ドキュメント: http://trailblazer.to/guides/trailblazer/2.0/03-rails-basics.html
サンプルコード: https://github.com/trailblazer/guides/tree/operation-03
感想
実際にStepを書いてみると分かるのですが、実はモデルに書くべきことというのはほとんどなく多くの処理はリクエストに依存していたのだなというのが、ここ数ヶ月Trailblazerを利用して思った感想です。
モデルにはhas_many
などのAssociationと、あとはscope
を書くぐらいで、ビジネスロジックは全てOperationに移動できます。
また、OperationはStepのまとまりとなっており、処理の流れを追うのがとても簡単です。2〜3ヶ月前に書いた自分が書いたコードが暗号と化している、なんてことも無くなります。さらに、影響範囲がOperation単位に閉じているので、仕様変更した時に変なところが壊れている不安もかなり減りました。
また、Operationはそれぞれが非常に簡単に実行できるので、テスト時にPost
モデルを使いたいなと思った時に、factoryを利用しなくても本番で稼働しているプログラムでデータが作成できます。
# FactoryGirlで作成する場合
post = FactoryGirl.create(:post, title: "タイトル", body: "本文")
# TrailblazerのOperationを実行して作成する場合
post = Post::Create.(title: "タイトル", body: "本文")

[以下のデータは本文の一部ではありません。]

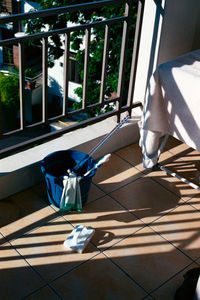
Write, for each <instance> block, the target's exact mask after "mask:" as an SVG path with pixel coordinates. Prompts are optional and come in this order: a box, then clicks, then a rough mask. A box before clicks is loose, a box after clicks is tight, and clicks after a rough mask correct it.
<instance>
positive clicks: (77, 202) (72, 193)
mask: <svg viewBox="0 0 200 300" xmlns="http://www.w3.org/2000/svg"><path fill="white" fill-rule="evenodd" d="M80 179H81V177H80V176H77V175H76V174H75V173H73V172H71V171H68V175H67V176H64V178H63V192H62V196H61V200H60V209H61V210H67V211H70V210H77V211H82V201H81V190H80Z"/></svg>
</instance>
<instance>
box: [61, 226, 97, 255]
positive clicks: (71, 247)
mask: <svg viewBox="0 0 200 300" xmlns="http://www.w3.org/2000/svg"><path fill="white" fill-rule="evenodd" d="M94 232H95V230H94V229H93V228H90V227H86V226H84V225H80V224H78V225H76V227H75V228H74V230H73V231H72V232H71V233H70V235H69V236H68V237H67V239H66V240H65V241H64V246H65V247H66V248H68V249H71V250H73V251H75V252H78V253H82V252H83V250H84V249H85V247H86V246H87V244H88V243H89V241H90V240H91V238H92V237H93V235H94Z"/></svg>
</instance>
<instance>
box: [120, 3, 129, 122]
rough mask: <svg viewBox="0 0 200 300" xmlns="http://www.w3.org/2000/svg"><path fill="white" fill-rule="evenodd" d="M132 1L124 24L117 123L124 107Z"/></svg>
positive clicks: (120, 70)
mask: <svg viewBox="0 0 200 300" xmlns="http://www.w3.org/2000/svg"><path fill="white" fill-rule="evenodd" d="M131 3H132V1H127V2H126V8H125V15H126V16H127V18H128V19H127V20H125V21H124V24H123V32H122V45H121V55H120V65H119V77H118V88H117V96H118V97H119V101H118V103H117V110H118V114H117V121H118V122H119V121H120V109H121V107H122V101H123V99H122V97H123V87H124V77H125V67H126V53H127V43H128V22H129V19H130V6H131Z"/></svg>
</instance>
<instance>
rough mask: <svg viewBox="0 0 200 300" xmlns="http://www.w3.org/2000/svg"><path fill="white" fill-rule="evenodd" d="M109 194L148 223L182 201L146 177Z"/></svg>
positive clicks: (139, 179) (165, 212)
mask: <svg viewBox="0 0 200 300" xmlns="http://www.w3.org/2000/svg"><path fill="white" fill-rule="evenodd" d="M111 196H112V197H113V198H114V199H116V200H117V201H119V202H120V203H121V204H122V205H123V206H125V207H126V208H127V209H129V211H131V212H133V213H134V214H135V215H136V216H137V217H138V218H140V219H142V220H143V221H144V222H145V223H150V222H152V221H154V220H155V219H157V218H159V217H160V216H162V215H163V214H165V213H166V212H167V211H169V210H171V209H173V208H174V207H176V205H177V204H178V203H182V202H183V201H182V200H181V199H180V198H179V197H177V196H176V195H174V194H173V193H171V192H169V191H167V190H166V189H164V188H163V187H162V186H161V185H159V184H158V183H156V182H155V181H153V180H151V179H150V178H148V177H144V178H140V179H138V180H136V181H134V182H132V183H129V184H128V185H126V186H125V187H122V188H121V189H119V190H117V191H114V192H112V193H111Z"/></svg>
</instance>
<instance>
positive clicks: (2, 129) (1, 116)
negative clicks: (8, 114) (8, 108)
mask: <svg viewBox="0 0 200 300" xmlns="http://www.w3.org/2000/svg"><path fill="white" fill-rule="evenodd" d="M1 107H2V104H1V93H0V139H1V137H2V134H3V119H2V108H1Z"/></svg>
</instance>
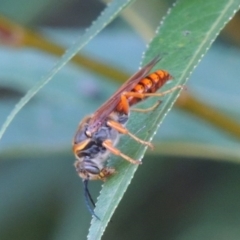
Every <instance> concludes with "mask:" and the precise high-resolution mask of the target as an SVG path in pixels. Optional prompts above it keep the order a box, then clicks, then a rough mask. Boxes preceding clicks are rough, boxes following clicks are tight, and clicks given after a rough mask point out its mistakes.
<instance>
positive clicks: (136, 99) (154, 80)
mask: <svg viewBox="0 0 240 240" xmlns="http://www.w3.org/2000/svg"><path fill="white" fill-rule="evenodd" d="M171 78H172V76H171V75H170V74H169V73H168V72H167V71H164V70H158V71H156V72H154V73H151V74H150V75H148V76H147V77H145V78H143V79H142V80H141V81H140V82H139V83H138V84H137V85H136V86H135V87H134V88H133V89H132V92H138V93H155V92H156V91H157V90H158V89H159V88H160V87H162V86H163V85H164V84H165V83H166V81H168V80H170V79H171ZM127 99H128V103H129V106H132V105H134V104H136V103H138V102H140V101H142V99H140V98H136V97H131V96H130V97H127Z"/></svg>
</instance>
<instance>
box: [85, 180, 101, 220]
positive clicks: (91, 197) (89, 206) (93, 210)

上のFactoryGirlで作成する場合は、(ちゃんとその処理を書いてあげないと)メールは送られません5。一方で、下のTrailbalzerのOperationを実行した場合はStepに含まれるものが全て実行されるため、もちろんメールの送信も行われます。実データとfactoryが違う問題、または実データに近づけようとfactoryに色々書かないといけない問題から離脱することもできました。
何より嬉しいのは、われわれ利用者が知恵を絞って設計を考えなくても、決まった場所にコードを置いていくことでそれっぽく様々な恩恵を受けられるという点です。難しいことは何も考えずにTrailblazerの決めたレールに乗って、ハッピーに開発を進めましょう!